A realistic and successful film, despite its flaws

Historically, there are obviously some errors, but they are minimal compared to other "historical" films, and the spirit of the time and consistency seem well respected. Even the characters appear to be roughly true to their role model (including Hypatia), with the exception of the slave Davus, who was invented to show a young man's "rocking" out of love for an unapproachable woman. This is perhaps a flaw in the film, even if this character makes it possible to come into contact with the Christian militias and to show how one can switch to fanaticism (whereas the character of Orestes would show more the opportunism then cowardice, and that of Synesius ambition). On the other hand, the character of Cyril is apparently very close to what we know, and this both shivers down the spine and explains a lot of things in the evolution of Christianity (it is he who reads holy Paul)… We can certainly quibble over a few staging facilities (but also note good ideas, such as plans "seen from the sky"), a contrasted interpretation (Rachel Weisz is wearing the film, some of her partners are not at height), sometimes a bit of caricature and shortcuts (the plight of the Jews of Alexandria, shown as a sort of summary of Christian anti-Semitism). But the film is overall a success, despite its flaws, and it should be praised for its originality (the time covered, the angle chosen, the manner) and its integrity.

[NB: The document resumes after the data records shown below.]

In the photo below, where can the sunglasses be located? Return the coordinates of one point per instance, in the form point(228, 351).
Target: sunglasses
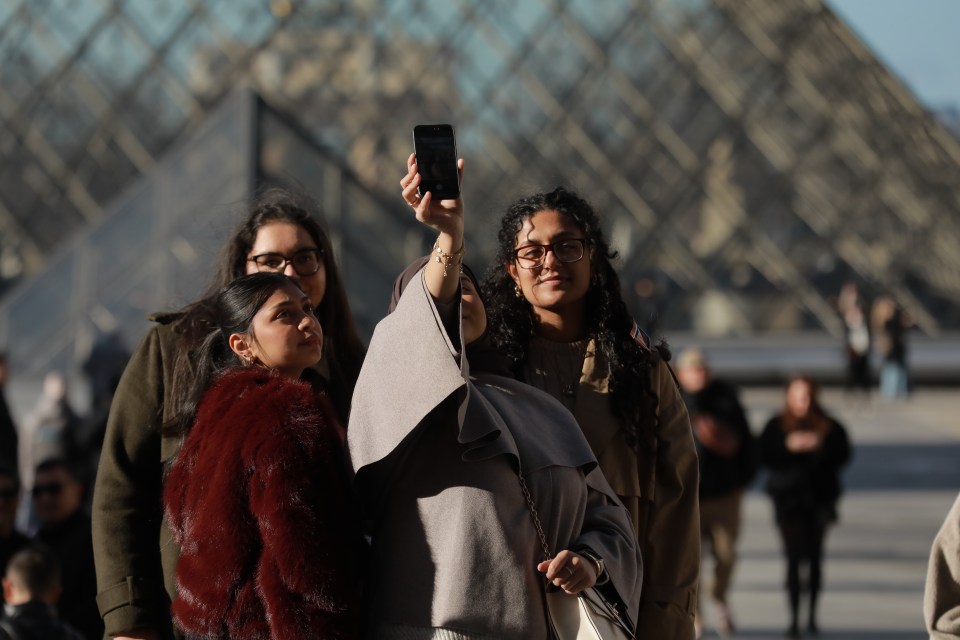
point(54, 490)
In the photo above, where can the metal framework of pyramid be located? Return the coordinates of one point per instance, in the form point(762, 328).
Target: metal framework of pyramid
point(748, 157)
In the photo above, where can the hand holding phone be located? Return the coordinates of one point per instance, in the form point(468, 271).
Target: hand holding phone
point(436, 150)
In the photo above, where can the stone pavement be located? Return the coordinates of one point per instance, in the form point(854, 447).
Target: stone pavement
point(904, 477)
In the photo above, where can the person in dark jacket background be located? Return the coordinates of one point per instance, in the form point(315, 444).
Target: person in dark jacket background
point(11, 540)
point(804, 449)
point(8, 430)
point(65, 529)
point(31, 588)
point(726, 452)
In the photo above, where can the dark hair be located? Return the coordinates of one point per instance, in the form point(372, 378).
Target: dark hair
point(609, 324)
point(35, 570)
point(343, 349)
point(231, 311)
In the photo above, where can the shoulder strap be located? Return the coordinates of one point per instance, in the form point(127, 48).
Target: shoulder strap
point(536, 517)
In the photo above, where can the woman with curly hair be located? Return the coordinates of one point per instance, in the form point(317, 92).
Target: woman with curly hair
point(557, 312)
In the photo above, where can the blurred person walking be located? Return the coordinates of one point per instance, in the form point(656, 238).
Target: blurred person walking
point(890, 324)
point(65, 529)
point(857, 341)
point(50, 431)
point(9, 453)
point(727, 456)
point(32, 588)
point(136, 554)
point(803, 448)
point(11, 540)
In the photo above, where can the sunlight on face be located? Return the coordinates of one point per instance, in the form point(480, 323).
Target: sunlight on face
point(286, 334)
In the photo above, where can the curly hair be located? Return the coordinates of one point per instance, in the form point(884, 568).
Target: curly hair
point(609, 324)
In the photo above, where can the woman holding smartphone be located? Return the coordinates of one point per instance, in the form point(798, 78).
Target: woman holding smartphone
point(446, 451)
point(557, 313)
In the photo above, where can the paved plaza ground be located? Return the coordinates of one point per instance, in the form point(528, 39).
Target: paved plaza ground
point(904, 477)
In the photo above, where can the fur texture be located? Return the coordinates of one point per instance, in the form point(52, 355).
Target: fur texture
point(258, 501)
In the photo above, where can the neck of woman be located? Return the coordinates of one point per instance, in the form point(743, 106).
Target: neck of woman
point(564, 325)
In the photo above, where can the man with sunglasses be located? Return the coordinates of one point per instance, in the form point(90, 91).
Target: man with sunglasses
point(65, 528)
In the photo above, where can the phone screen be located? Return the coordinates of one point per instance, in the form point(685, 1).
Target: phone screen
point(436, 149)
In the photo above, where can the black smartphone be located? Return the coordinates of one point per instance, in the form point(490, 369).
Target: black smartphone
point(436, 149)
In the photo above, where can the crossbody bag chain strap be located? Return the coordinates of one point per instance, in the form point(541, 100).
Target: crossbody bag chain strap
point(536, 518)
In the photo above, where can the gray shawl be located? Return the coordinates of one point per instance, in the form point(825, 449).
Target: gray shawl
point(436, 454)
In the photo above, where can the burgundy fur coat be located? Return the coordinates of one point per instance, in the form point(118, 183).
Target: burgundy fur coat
point(258, 502)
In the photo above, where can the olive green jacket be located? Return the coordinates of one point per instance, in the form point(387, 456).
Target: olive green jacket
point(133, 547)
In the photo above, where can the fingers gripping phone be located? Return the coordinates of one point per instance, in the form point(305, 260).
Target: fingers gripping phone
point(436, 149)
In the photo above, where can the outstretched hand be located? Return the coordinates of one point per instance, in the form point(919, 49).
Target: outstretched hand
point(446, 216)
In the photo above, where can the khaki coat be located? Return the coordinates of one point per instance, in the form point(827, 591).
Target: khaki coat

- the most: the subject, the originality, the reconstruction, a global historical fidelity, a committed point of view, certain ideas of direction, Rachel Weisz.

- minuses: part of the interpretation, some shortcuts and caricatures, the music.

Agora, a film by Alejandro Amenabar with Rachel Weisz and Max Minghella.

Original title: AGORA (United States)

Genre: Drama, Historical - Duration: 2H21 mn

Distributor: Mars Distribution

Released in theaters January 06, 2010

Year of production: 2009

Video: Hypatia and Alexandria 25 (January 2022).